Ann Coxworth of the Saskatchewan Environmental Society says a hurdle for the new power sources is that SaskPower is not yet being penalized for burning polluting coal. “As long as we don’t penalize producers of greenhouse gases, new technologies can’t fully compete with coal burners.”
Other alternate energy enthusiasts are more optimistic.
“Saskatchewan is paying the highest electricity costs in North America,” said Richard Kline of the Calgary-based Mercury Electricity Corp. “Given a chance to compete, we will find a way to deliver power at competitive rates. If we can cut the cost of power by locating generation closer to the user, we can further erode the control of the large utilities…. There are many ways to compete in the market.”
A look into new possibilities
Kline is enthusiastic about new micro-turbines that can be powered by waste natural gas or unrefined natural gas.

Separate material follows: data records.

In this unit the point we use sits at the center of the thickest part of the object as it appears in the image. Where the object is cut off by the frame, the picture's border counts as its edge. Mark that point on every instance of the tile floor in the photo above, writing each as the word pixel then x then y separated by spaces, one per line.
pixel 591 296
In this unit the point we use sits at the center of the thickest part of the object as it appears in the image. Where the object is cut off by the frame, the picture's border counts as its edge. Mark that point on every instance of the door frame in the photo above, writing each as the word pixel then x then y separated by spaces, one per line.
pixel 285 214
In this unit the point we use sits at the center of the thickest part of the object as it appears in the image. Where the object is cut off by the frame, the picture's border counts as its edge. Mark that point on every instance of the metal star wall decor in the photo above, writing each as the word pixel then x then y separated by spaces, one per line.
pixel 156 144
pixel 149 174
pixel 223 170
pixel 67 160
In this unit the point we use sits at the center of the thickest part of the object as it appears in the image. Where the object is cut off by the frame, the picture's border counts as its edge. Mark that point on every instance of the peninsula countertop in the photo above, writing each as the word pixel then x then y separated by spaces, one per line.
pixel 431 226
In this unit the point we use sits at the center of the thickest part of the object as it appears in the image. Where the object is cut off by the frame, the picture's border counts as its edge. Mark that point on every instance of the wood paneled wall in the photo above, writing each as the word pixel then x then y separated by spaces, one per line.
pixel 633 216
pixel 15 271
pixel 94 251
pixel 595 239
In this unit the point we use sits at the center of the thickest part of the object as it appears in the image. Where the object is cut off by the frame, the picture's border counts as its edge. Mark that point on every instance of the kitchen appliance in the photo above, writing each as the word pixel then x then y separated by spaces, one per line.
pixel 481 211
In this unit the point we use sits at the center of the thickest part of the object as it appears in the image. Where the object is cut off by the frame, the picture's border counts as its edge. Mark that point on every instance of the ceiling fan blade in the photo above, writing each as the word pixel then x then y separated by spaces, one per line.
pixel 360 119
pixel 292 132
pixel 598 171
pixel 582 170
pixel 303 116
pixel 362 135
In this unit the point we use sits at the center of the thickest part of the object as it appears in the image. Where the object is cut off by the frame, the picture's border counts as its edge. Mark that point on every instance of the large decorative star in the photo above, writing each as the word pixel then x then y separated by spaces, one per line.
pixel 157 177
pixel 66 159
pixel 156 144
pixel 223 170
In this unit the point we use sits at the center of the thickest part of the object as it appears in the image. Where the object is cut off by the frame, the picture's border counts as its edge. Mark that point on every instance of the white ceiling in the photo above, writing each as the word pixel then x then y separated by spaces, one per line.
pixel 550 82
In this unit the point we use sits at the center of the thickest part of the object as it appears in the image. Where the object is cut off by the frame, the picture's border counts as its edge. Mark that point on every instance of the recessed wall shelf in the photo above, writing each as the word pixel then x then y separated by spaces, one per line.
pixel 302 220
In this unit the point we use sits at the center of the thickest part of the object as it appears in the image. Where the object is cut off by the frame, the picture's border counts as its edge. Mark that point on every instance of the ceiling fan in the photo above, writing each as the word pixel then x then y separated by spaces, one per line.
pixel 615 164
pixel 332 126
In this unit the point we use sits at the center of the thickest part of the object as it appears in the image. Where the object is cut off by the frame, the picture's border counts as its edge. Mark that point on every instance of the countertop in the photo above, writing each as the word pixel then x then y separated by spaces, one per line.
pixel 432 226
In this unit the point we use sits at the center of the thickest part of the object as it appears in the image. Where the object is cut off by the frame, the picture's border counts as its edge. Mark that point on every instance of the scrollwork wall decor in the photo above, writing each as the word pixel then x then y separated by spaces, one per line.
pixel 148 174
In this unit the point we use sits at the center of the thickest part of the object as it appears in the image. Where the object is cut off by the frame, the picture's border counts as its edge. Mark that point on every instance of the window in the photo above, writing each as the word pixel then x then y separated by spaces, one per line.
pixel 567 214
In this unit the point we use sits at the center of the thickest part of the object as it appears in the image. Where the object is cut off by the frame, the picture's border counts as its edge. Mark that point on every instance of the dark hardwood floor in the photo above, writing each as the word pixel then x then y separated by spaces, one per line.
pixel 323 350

Others share the enthusiasm.
John Keating, president of Canadian Hydro Developers Inc. in Calgary, feels there are as many as 15 untapped small hydro sites in Saskatchewan and is interested in the market.
Keating operates four small hydro generation stations in Alberta and British Columbia. Like natural gas, he said, electricity could be exported from the Prairies.
“We can add value to our natural gas right here at home. We are beginning to do it in agriculture and power is no different. Bottlenecks in the pipeline system mean that natural gas costs more to ship and has limits. If we convert it to electricity…we can wheel power to the same customers who now use it to generate their own.”
But will any of these potential new sources be an answer for farmers now facing the prospect of higher power bills?
Tim Weins at O and T Poultry Farm has yet to be convinced.
As a major farm power consumer, he hopes deregulation will bring his power costs down in the end. So far, he said, there simply isn’t enough information available to make that prediction.
It remains part of the uncertain future farmers like him face.